I’ve been daydreaming about creating libre mods for proprietary video games that I’ve played as a kid and I would like to hear opinions on whether or not that is something worth pursuing. On one hand, a libre mod might distract from future libre game alternatives. On the other hand, it provides resources to potential libre alternatives and makes people more aware of libre culture. I would love to hear what people here have to say about this.
I would like to give some additional context that wasn’t included in the original post. I wanted to create libre mods because I felt they would help familiarize people with libre culture while also providing assets to libre games and their corresponding mods. After watching a video where two people shared their distaste for current libre and open engine games, I think I might be approaching the issue wrong; maybe a game is to a modder the same way a DAW is to an artist. The people that listen to music wouldn’t want to use a DAW so they aren’t really the audience. Maybe libre games should be trying to pull in modders as their main audience as opposed to gamers and free software enthusiasts. Of course, the main issue with that idea is that many people that would appreciate the ability to use a libre base wouldn’t want to release their own stuff as libre; for that reason, the culture would have to change around either libre games or traditional modding.
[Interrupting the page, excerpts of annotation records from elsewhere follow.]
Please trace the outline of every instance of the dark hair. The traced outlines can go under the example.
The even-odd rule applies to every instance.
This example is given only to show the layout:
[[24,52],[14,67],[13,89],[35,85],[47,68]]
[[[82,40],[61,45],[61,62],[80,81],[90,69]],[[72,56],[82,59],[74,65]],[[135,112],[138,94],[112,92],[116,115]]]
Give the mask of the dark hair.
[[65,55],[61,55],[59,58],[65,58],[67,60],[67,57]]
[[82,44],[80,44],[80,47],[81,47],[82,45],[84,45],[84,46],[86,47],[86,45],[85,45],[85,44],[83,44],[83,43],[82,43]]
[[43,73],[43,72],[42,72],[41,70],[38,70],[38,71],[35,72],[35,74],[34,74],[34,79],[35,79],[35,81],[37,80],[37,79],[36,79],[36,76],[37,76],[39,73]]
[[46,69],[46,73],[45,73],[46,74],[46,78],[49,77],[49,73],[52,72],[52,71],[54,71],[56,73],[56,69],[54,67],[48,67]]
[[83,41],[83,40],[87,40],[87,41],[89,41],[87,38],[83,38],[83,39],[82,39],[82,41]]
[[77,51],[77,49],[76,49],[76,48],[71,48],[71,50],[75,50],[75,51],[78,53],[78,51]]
Since I believe that releasing libre mods would help to change modding culture overall, I’m going to go ahead and do that.
(Note: This was originally going to be a response to SnowCode but I feel like it works better as its own post.)
For sure, a large part of the audience for open-source games isn’t the general gamer public, at least for a very long time. First you have to cater to early adopters/testers and potential contributors, that is if your project isn’t just scratching a personal itch and isn’t really planned to grow into a multi-person effort.
But contrary to some years ago where modding was very much about so called stand-alone mods (which would work just as well on open-source engines, and some of these projects switched once their base game was abandoned by the original company developing it), these days modding seems to (again?) much more about adding some functions to an existing well liked game. See Skyrim mods as an example.
Why such a modder for Skyrim would be interested in anything other than modding Skyrim (or what ever game they currently prefer), is not clear to me. So, no I don’t think most current modders are a good target audience for open-source game engine developers etc.
I was thinking more about the large scale mods for games like Super Mario 64 but your point still stands. Even in my ideal scenario, it’s unlikely that modders would transfer over unless the company that made the game clamped down on all modding activity; at that point, I wouldn’t even be able to make libre mods.